Nickel Column Protein Purification Protocol
Nickel affinity column chromatography, also known as immobilized metal affinity chromatography (IMAC), is a common method for purifying recombinant proteins that are engineered to have a hexahistidine tag (6xHis tag) at one end.

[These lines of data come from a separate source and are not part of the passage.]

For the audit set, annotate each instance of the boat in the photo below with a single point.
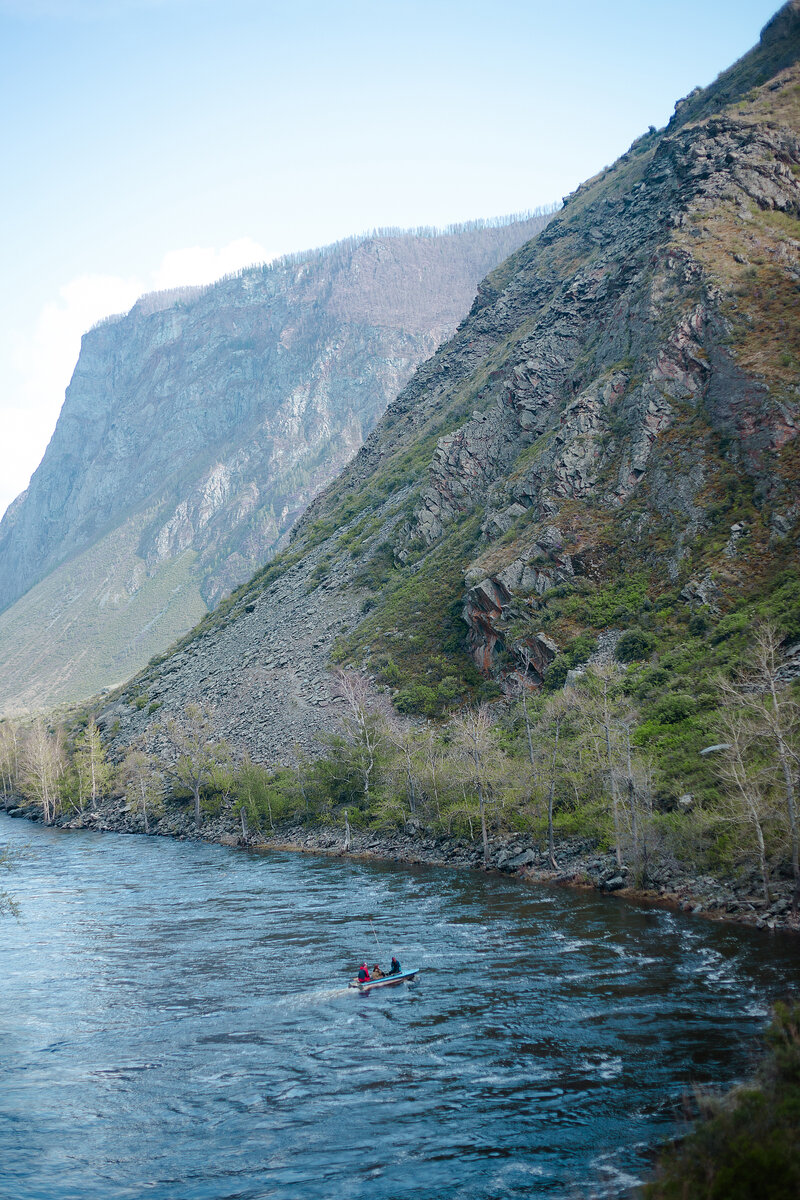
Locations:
(384, 981)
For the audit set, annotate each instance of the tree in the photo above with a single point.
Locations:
(555, 715)
(8, 757)
(746, 797)
(94, 772)
(365, 725)
(142, 780)
(473, 735)
(42, 766)
(196, 753)
(606, 713)
(762, 723)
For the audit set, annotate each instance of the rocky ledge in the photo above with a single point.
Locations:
(581, 863)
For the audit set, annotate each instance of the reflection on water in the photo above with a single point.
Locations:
(176, 1024)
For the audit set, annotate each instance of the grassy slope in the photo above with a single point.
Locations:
(104, 607)
(411, 635)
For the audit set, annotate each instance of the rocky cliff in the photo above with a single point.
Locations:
(607, 443)
(197, 429)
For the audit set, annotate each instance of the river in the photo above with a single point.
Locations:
(176, 1025)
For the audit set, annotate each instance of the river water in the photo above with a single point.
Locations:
(175, 1025)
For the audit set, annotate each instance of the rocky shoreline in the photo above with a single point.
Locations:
(582, 864)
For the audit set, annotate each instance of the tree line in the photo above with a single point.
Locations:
(566, 763)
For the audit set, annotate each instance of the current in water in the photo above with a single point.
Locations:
(176, 1025)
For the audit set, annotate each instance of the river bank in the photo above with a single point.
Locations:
(581, 863)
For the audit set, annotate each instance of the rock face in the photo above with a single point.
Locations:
(623, 390)
(194, 432)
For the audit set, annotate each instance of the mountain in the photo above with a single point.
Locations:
(196, 430)
(606, 448)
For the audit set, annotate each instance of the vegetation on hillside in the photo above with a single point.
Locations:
(578, 760)
(747, 1145)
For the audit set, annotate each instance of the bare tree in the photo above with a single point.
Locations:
(759, 701)
(139, 775)
(94, 773)
(747, 795)
(365, 723)
(42, 766)
(557, 713)
(8, 757)
(197, 753)
(474, 738)
(602, 719)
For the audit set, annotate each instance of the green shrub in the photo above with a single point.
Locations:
(635, 645)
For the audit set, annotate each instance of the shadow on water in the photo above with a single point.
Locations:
(176, 1024)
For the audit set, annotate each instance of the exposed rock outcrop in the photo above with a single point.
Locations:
(194, 432)
(621, 387)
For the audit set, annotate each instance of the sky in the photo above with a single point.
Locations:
(154, 143)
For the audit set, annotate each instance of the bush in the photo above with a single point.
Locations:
(635, 645)
(416, 697)
(675, 708)
(749, 1146)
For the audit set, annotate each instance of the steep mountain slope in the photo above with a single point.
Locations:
(194, 431)
(608, 442)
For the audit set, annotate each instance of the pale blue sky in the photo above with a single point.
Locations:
(154, 142)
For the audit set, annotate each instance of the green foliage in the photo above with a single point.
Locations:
(573, 654)
(415, 635)
(635, 645)
(747, 1146)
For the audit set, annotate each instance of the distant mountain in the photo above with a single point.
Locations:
(194, 432)
(608, 443)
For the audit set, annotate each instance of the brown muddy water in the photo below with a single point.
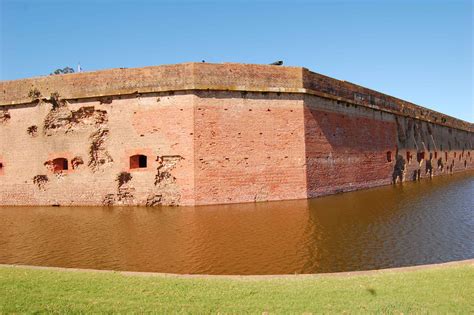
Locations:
(431, 221)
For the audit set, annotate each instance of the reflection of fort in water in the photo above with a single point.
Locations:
(414, 223)
(198, 133)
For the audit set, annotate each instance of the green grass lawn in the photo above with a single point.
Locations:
(448, 289)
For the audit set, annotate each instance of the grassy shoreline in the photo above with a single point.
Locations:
(444, 289)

Here’s a general protocol:
Materials and Reagents:
1. Cell culture expressing your His-tagged protein of interest
2. Lysis buffer: 50 mM NaH2PO4, 300 mM NaCl, 10 mM imidazole, pH 8.0
3. Wash buffer: 50 mM NaH2PO4, 300 mM NaCl, 20 mM imidazole, pH 8.0
4. Elution buffer: 50 mM NaH2PO4, 300 mM NaCl, 250 mM imidazole, pH 8.0
5. Ni-NTA agarose or similar nickel-affinity resin
1. Collect cells from culture and lyse them in the lysis buffer to release the proteins.
2. Purify the cell lysate by centrifugation.
3. Add Ni-NTA agarose to the clarifed cell lysate and incubate at 4°C for 1-2 hours to allow the binding of His-tagged proteins to Ni-NTA resin.
4. Transfer the resin-lysate mixture to column and let the lysate flow through.
5. Wash the column with wash buffer to remove unbound proteins.
6. Elute the bound proteins with elution buffer.
Please note that this is a general protocol and the specifics can vary depending upon the characteristics of your protein of interest, such as stability, tendency to aggregate, etc. Always carefully design and optimize the purification method to suit your protein of interest. Also, be sure to follow any specific guidelines provided by the manufacturer on the use and care of the nickel-affinity resin.